Metropolitan News-Enterprise

 

Tuesday, June 10, 2001

 

Page 8

 

Police Union Files Grievance Over Deployment of Senior Lead Officers

 

By KIMBERLY EDDS, Staff Writer

 

The Los Angeles Police Protective League announced yesterday it has filed a grievance on behalf of all senior lead officers against the city, alleging that “SLOs are not being properly deployed.”

The grievance, filed last Monday, claims the Los Angeles Police Department is violating terms set out in an agreement between the police union and the department to restore the program that designated more than 160 officers as community liaisons.

“Specifically, the agreement requires that SLOs be assigned to primarily perform their community mobilization, community-police problem solving duties,” LAPPL general counsel Hank Hernandez wrote in the grievance. “The League is informed and believes that SLOs are not being properly deployed citywide on this basis.”

The Senior Lead Officer Program was deemed by then-Police Chief Willie Williams to be a key part of community policing—a reorientation of officers in the wake of the beating of motorist Rodney King in 1991. The program designated officers to work full-time with Neighborhood Watch Groups, homeowner associations, and merchants.

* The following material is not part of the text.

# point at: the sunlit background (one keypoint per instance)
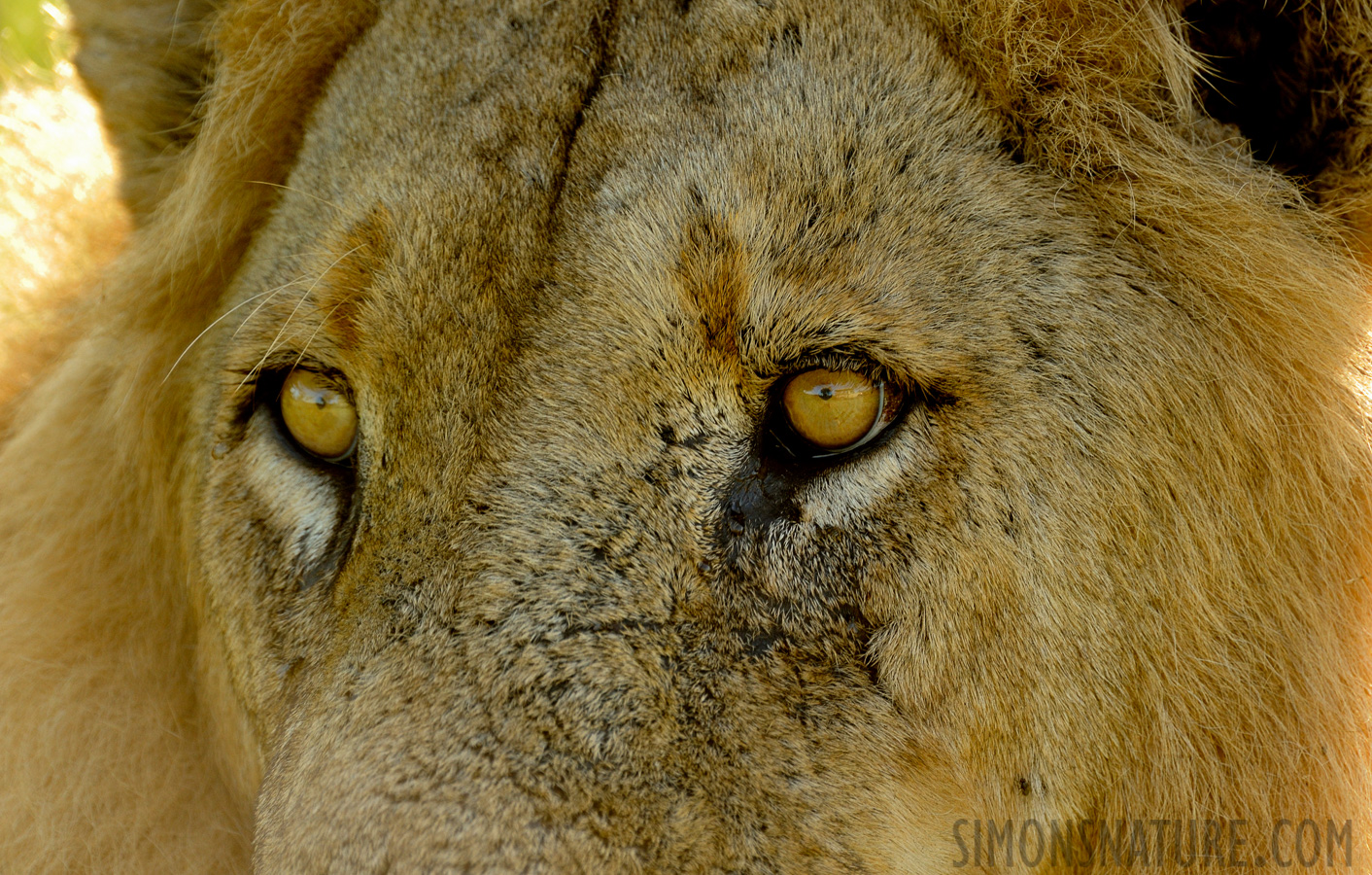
(58, 213)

Divided into different geographic areas, community members work with their own senior lead officer to deal with crime issues in their area, ranging from drug dealing on a particular corner to graffiti abatement.

The program came to a halt in 1999 when Police Chief Bernard Parks redeployed the officers to other assignments.

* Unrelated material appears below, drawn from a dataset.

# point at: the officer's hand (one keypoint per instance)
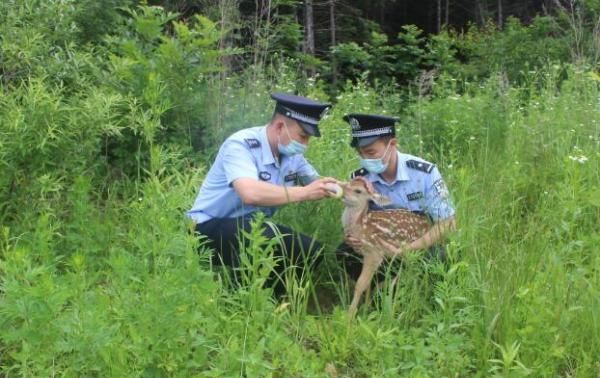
(368, 184)
(318, 189)
(353, 242)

Since then there have been several unsuccessful attempts to re-instate the program to its form under Williams.

The latest attempt is the agreement, negotiated by the LAPD, the LAPPL, the Police Commission, City Council and then-Mayor Richard Riordan, which was supposed to allow SLOs to perform their community senior lead officer duties four days a week and be on patrol one day a week instead of requiring a five-day-a-week SLO, Councilman and former LAPPL director Dennis Zine said.

A status report submitted to the Police Commission by Police Chief Bernard Parks on May 31 found that three police divisions, Harbor, Pacific, and Newton, were not in compliance with the agreement, prompting the police union to file the grievance, Hernandez said.

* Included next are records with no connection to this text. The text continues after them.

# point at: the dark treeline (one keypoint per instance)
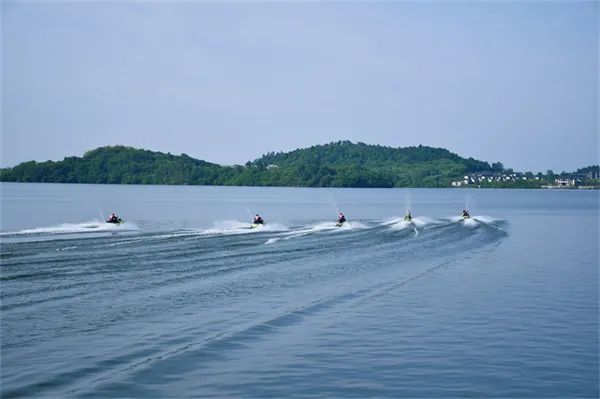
(339, 164)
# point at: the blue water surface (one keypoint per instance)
(184, 300)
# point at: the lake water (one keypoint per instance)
(183, 300)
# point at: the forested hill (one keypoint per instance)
(340, 164)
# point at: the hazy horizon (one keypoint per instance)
(226, 83)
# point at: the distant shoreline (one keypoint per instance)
(313, 187)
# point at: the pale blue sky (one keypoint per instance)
(511, 82)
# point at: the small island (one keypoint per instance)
(337, 164)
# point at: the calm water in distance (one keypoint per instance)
(184, 300)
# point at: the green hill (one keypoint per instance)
(340, 164)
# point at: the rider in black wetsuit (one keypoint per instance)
(113, 219)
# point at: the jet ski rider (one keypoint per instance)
(113, 219)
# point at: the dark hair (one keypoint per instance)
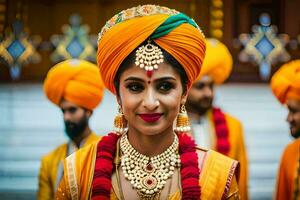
(168, 58)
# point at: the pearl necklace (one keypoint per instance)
(148, 175)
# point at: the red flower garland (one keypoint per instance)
(223, 144)
(190, 171)
(106, 149)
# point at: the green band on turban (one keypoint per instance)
(171, 23)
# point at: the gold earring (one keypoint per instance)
(182, 121)
(120, 123)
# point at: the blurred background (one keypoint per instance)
(36, 34)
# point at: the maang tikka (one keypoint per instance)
(148, 57)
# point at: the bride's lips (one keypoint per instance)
(151, 117)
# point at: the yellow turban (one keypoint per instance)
(217, 62)
(130, 28)
(77, 81)
(285, 83)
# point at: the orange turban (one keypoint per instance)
(285, 83)
(77, 81)
(130, 28)
(217, 62)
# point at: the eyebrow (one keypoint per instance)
(159, 79)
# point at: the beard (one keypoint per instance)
(75, 129)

“I find it very sad and distressing that police management is not supportive of the will of the community,” Zine said. “This is not some military system where you make your own rules. They [the police department] need to follow the directions they’re given.”

Zine said that the grievance is just another example of how people are losing faith in the police department.

“The public is going to get upset and walk away,” Zine said, alluding to discussion of succession. “You can’t ignore the will of the people without consequences.”

The grievance also alleges Police Department management has reported to the Police Commission that the proposed and actual deployment of SLOs throughout the department did not deviate significantly from the agreement requirements.

“The department claims that a lack of deployment is because the officers themselves are not available due to illness and vacation,” Hernandez said. “We want to challenge that.”

Councilman Nick Pacheco, an ardent supporter of the SLO program, said filing the grievance was premature because it did not give newly elected Mayor Jim Hahn a chance to review the situation.

“I agree with the basic notion of the SLO program,” Pacheco said. “I think it’s really too soon. Other doors could have been tried before this was filed.”

Pacheco also said there was more to the grievance than just a complaint of a broken promise and that people need to look what is behind the grievance.

“What’s really behind the class-action is a paper trail that takes the position that the police chief should not get a contract extension when it comes up,” Pacheco said. “This is their way of documenting performance or lack thereof.”

Parks’ term expires next fall, and he is expected to ask for a second five-year term.

Pacheco said that he is in favor of a full return to the original SLO program, but that it needs to operate alongside the implementation of the “3-12” program.

The controversial “3-12” program would give patrol officers a three-day, 12-hour shift work week instead of the traditional five-day, eight-hour work week.

“They really need to work hand-in-hand with each other,” Pacheco said of the two programs. “At the end of the day, the most important thing is to reassure the community that they are getting both the patrol officers they need and a crime prevention tool.”

The police department has 20 days from the date the grievance was filed to respond to the police union with its position.

The LAPPL’s legal counsel will then assess the position and decide whether or not to take the matter to the Police Commission, Hernandez said.

If the matter is not resolved, it could end up before an arbitrator, in which case the arbitrator’s decision would be binding, Hernandez said.

Zine said he will investigate the matter further and could possibly bring it up before the council.

Under the city charter, the City Council does not have any specific power regarding police policy, but it can make recommendations to the mayor, Pacheco said.

Police Department officials declined comment after repeated requests.